# T Shirt packaging???



## hotmrw (Dec 14, 2009)

Hello each and all, I hope someone could give me some advice, I am at the early stages of designing and selling my own T-Shirts but need some advice on the packaging side, do they make special T Shirt postage bags? I can't seem to find anything for ( T - Shirt Packaging ) so any pointers would be very much appreciated


Darren


----------



## ensothreads (Oct 24, 2009)

Most people will mail out their t-shirts in three different kinds of envelopes. Tyvek, Stay Flat, or Poly Mailers. Most of what I've seen are sent in poly mailers.

Poly Mailers 10"x13"
Uline Tear-Proof Polyolefin Mailers

Tyvek Mailers 10"x13"
Self-Seal Flat Tyvek Envelopes

Stayflat Mailers "9.75"x12.25"
Self-Seal White Stay Flats

Hope that helps some.


----------



## Bcool (Jul 20, 2009)

Bubble mailers are good, but also shirt-size cardboard boxes if you have those.


----------



## mrs maggot (Apr 14, 2009)

Hi come on into the UK room - forum navigation > region specific > UK

we have a few threads on postage and what most of us use and links to suppliers


----------



## dwayne royal (Dec 26, 2009)

go check out derisorydesigns.com

if you need custom printed mailers he's the guy to go to.

figure out what type you want (poly,tyvek,stay flat) and then contact him for a quote.


----------



## lburton3 (Aug 14, 2008)

Hey Darren, check out the blog post I wrote about product presentation and packaging. The guide caters specifically to small t-shirt companies who want to set a good impression. I hope it comes in handy!

-Loren


----------



## hellodestroyers (Sep 22, 2009)

hey Darren 

We a start up and were looking at custom printed enveloped or something like what threadless have. The price we got was 1000$ for about 30,000 envelopes, which is a good deal but we just need to order large amounts. So far we decided to go with regular envelope, but we try to make it more personal. Ex. we will add stickers, paper packaging, and a personal thank you note. 

Check out our youtube video.
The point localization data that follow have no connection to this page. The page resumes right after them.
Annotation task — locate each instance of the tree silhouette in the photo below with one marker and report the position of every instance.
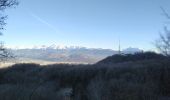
(4, 4)
(163, 43)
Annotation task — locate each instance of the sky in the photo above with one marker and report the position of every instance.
(87, 23)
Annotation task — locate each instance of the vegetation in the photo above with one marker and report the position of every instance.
(142, 79)
(4, 4)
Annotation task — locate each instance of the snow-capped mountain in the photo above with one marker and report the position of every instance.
(75, 54)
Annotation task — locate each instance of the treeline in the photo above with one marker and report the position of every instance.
(143, 76)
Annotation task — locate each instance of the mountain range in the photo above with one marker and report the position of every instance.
(72, 54)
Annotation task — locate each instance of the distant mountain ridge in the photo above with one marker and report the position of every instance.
(72, 54)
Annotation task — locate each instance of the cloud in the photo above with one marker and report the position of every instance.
(43, 21)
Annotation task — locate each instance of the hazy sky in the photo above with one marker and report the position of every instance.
(89, 23)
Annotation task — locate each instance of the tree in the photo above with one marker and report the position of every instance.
(4, 4)
(163, 43)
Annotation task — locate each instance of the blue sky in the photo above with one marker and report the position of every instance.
(88, 23)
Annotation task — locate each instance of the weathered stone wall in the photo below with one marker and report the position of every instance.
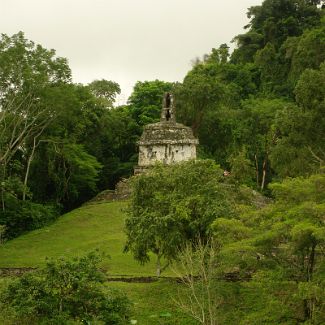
(166, 153)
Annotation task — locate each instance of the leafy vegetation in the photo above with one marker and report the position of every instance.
(258, 113)
(66, 290)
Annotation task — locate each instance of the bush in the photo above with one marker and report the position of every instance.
(66, 291)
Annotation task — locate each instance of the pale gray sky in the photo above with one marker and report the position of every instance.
(127, 40)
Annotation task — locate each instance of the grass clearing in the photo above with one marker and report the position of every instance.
(94, 226)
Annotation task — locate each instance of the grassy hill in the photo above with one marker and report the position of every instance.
(98, 225)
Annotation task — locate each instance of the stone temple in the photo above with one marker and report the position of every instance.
(166, 141)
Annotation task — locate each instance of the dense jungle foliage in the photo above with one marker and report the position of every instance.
(258, 112)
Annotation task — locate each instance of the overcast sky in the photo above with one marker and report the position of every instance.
(127, 40)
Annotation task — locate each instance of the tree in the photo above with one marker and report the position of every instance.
(65, 291)
(146, 100)
(171, 205)
(105, 90)
(279, 246)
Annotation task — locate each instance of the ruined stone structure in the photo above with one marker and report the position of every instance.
(166, 141)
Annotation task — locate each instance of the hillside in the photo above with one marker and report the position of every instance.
(94, 226)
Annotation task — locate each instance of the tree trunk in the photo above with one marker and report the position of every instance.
(158, 265)
(264, 174)
(28, 168)
(257, 171)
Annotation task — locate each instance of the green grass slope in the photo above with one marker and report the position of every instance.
(94, 226)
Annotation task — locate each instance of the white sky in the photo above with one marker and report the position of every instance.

It will show you how to package in an affordable way. [media]http://www.youtube.com/watch?v=pXSTeB8VM4Q[/media]

______________________
www.hellodestroyers.com - inspired by music, design and making a difference


----------



## topsy cret (Mar 3, 2009)

About ordering 30 000 for $1000. Even tho its a good deal, it may not be the best idea. You don't want to be sitting on 30 000 envelopes. THATS ALOT.


----------



## EXTouch (Mar 22, 2007)

I use poly mailers to keep down the total package weight. I haven't had any issues since I've been using them. I get them from Uline (see the link above). I think it's a pretty good deal.


----------



## CherokeeDesign (Jan 31, 2010)

I use poly mailers, I think the last ones I got were around $15/shipped for 200, in the 9"x12" size. With creative folding, I've got 3 shirts in a single mailer.


----------



## GCharb (Jun 12, 2009)

I use paper bubble mailer, 9.5X14, I get those real cheap and they are very light.

I put the content in a plastick sealed bag for extra protection and easy extraction.

I also put in a calendar with bit of publicity and a few other goodies.

Gilles


----------